Quite a few characters have been introduced in the course of 23 books, and the ones who weren’t Inspector Jury’s love interest have mostly survived to feature in later books. Grimes’s latest books are like a roll call of characters, each of whom seems to have wandered in from a different genre of mystery. Richard Jury, handsome and melancholy, lives in a darker, psychological mystery series where most people die, especially women he admires, and terrible things happen to children; reluctant aristocrat Melrose Plant evokes the golden age of wealthy amateur sleuths with butlers; while the crew of hangers-on in the town of Long Piddleton and Plant’s dreadful American aunt seem like they’d be comfier in a cozy mystery with tea shops and talking cats. But Grimes throws them all together along with movie references in affectionate nods to all kinds of mysteries past.

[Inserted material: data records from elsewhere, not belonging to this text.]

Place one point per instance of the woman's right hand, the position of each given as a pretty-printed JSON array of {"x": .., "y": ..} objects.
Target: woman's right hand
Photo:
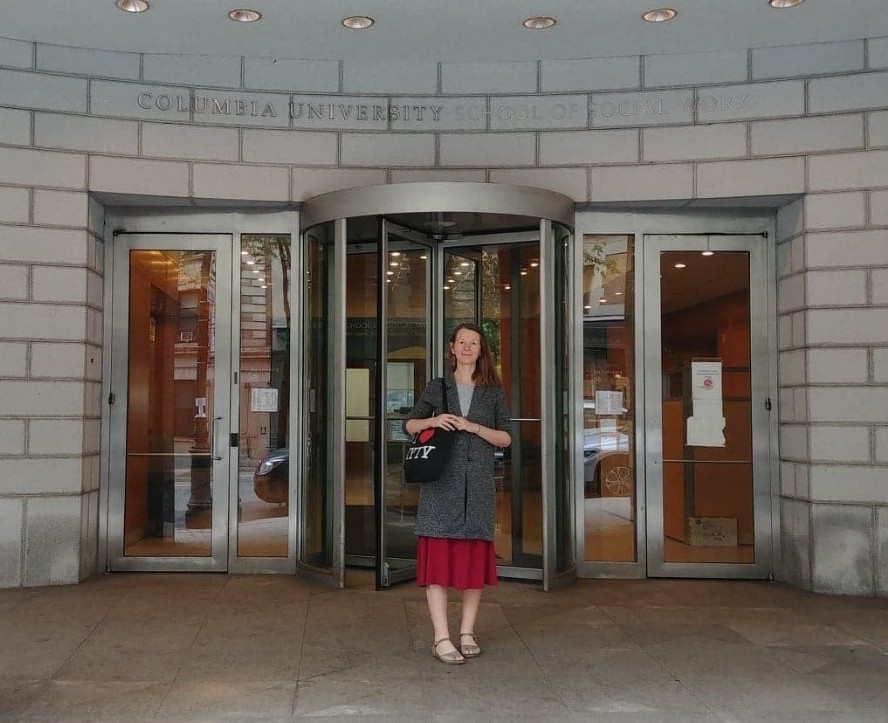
[{"x": 446, "y": 421}]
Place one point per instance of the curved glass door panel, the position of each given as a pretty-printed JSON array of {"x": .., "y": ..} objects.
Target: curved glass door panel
[
  {"x": 497, "y": 286},
  {"x": 406, "y": 313},
  {"x": 361, "y": 368},
  {"x": 608, "y": 353}
]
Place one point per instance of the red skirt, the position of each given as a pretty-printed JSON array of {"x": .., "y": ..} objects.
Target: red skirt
[{"x": 460, "y": 564}]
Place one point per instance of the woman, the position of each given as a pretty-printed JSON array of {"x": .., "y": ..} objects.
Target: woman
[{"x": 454, "y": 521}]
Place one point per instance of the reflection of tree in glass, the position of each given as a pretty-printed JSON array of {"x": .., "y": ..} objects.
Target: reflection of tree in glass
[{"x": 274, "y": 252}]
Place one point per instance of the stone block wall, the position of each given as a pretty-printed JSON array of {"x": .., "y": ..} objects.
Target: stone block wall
[{"x": 808, "y": 123}]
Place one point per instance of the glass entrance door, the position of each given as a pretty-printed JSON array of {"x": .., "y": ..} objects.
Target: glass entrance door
[
  {"x": 199, "y": 474},
  {"x": 170, "y": 414},
  {"x": 708, "y": 495}
]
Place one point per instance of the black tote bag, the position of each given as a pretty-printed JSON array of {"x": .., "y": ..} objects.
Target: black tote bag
[{"x": 427, "y": 455}]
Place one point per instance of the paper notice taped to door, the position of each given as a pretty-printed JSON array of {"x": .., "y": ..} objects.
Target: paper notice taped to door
[
  {"x": 706, "y": 426},
  {"x": 607, "y": 402},
  {"x": 263, "y": 399}
]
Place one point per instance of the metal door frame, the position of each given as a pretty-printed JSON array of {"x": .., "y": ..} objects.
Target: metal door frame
[
  {"x": 118, "y": 422},
  {"x": 198, "y": 224},
  {"x": 760, "y": 221}
]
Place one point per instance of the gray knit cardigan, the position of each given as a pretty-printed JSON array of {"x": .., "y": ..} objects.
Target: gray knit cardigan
[{"x": 461, "y": 503}]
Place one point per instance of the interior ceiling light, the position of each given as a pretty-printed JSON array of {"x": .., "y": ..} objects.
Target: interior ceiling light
[
  {"x": 539, "y": 23},
  {"x": 358, "y": 22},
  {"x": 660, "y": 15},
  {"x": 244, "y": 16},
  {"x": 132, "y": 6}
]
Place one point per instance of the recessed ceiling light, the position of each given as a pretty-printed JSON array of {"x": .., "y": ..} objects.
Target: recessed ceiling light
[
  {"x": 132, "y": 6},
  {"x": 660, "y": 15},
  {"x": 539, "y": 23},
  {"x": 358, "y": 22},
  {"x": 244, "y": 16}
]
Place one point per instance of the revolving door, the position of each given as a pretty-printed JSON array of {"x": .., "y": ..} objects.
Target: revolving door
[{"x": 390, "y": 272}]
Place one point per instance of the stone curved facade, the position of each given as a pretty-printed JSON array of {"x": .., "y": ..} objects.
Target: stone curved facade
[{"x": 801, "y": 129}]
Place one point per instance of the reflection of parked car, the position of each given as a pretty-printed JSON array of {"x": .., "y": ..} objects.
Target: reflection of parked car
[
  {"x": 271, "y": 479},
  {"x": 607, "y": 465}
]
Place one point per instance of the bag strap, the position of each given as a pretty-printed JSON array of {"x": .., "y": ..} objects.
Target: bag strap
[{"x": 444, "y": 396}]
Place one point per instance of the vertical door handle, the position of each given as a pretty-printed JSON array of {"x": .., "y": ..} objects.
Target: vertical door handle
[{"x": 213, "y": 452}]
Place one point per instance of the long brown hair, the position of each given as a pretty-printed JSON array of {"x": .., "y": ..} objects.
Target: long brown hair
[{"x": 485, "y": 371}]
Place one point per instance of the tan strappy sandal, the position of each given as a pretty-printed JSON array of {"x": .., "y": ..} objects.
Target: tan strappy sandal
[
  {"x": 453, "y": 657},
  {"x": 469, "y": 650}
]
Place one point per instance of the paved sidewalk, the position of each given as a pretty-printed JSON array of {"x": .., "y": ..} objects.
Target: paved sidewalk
[{"x": 140, "y": 647}]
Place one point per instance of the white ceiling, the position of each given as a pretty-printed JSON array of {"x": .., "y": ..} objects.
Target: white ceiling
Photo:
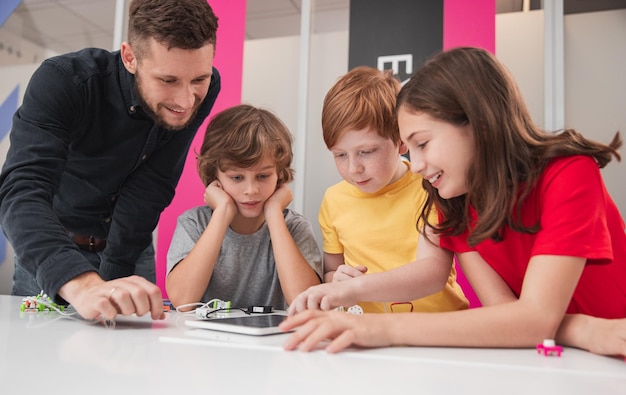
[
  {"x": 67, "y": 25},
  {"x": 40, "y": 28}
]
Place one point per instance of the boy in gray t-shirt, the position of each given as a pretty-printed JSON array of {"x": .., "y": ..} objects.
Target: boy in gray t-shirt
[{"x": 245, "y": 245}]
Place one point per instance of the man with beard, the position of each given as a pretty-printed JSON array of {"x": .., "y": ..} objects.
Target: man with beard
[{"x": 96, "y": 151}]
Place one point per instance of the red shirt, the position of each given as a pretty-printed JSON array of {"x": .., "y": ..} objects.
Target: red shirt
[{"x": 577, "y": 217}]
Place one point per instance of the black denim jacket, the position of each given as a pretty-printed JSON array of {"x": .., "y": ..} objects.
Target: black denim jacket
[{"x": 84, "y": 157}]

The movie reference in this case is obviously Hitchcock’s dizzy thriller Vertigo. For an old friend, Jury agrees to look into a very cold case: seventeen years ago, the friend’s beloved wife “fell” down a stone stairway, or so the police concluded at the time. It does seem suspicious that her death mirrored an even earlier tragedy, when a bossy, unpopular child at a birthday party “fell” into an empty pool on the same grounds. And while Jury is mulling over these incidents, a woman “falls” from a tower in the surprisingly crime-ridden environs of Long Piddleton, involving Melrose Plant and the usual suspects who hang out at the local pub. Jury and Sgt. Wiggins trace the survivors of the fatal party, and a depressing lot they are. But are they murderers?
Check the WRL catalog for Vertigo 42.
Are you at all tired of her characters, though? I quit reading her years ago.
Reblogged this on theowlladyblog.
Not tired of her characters. I stopped reading Elizabeth George years ago because all the victims were children…it was heart-breaking and disturbing.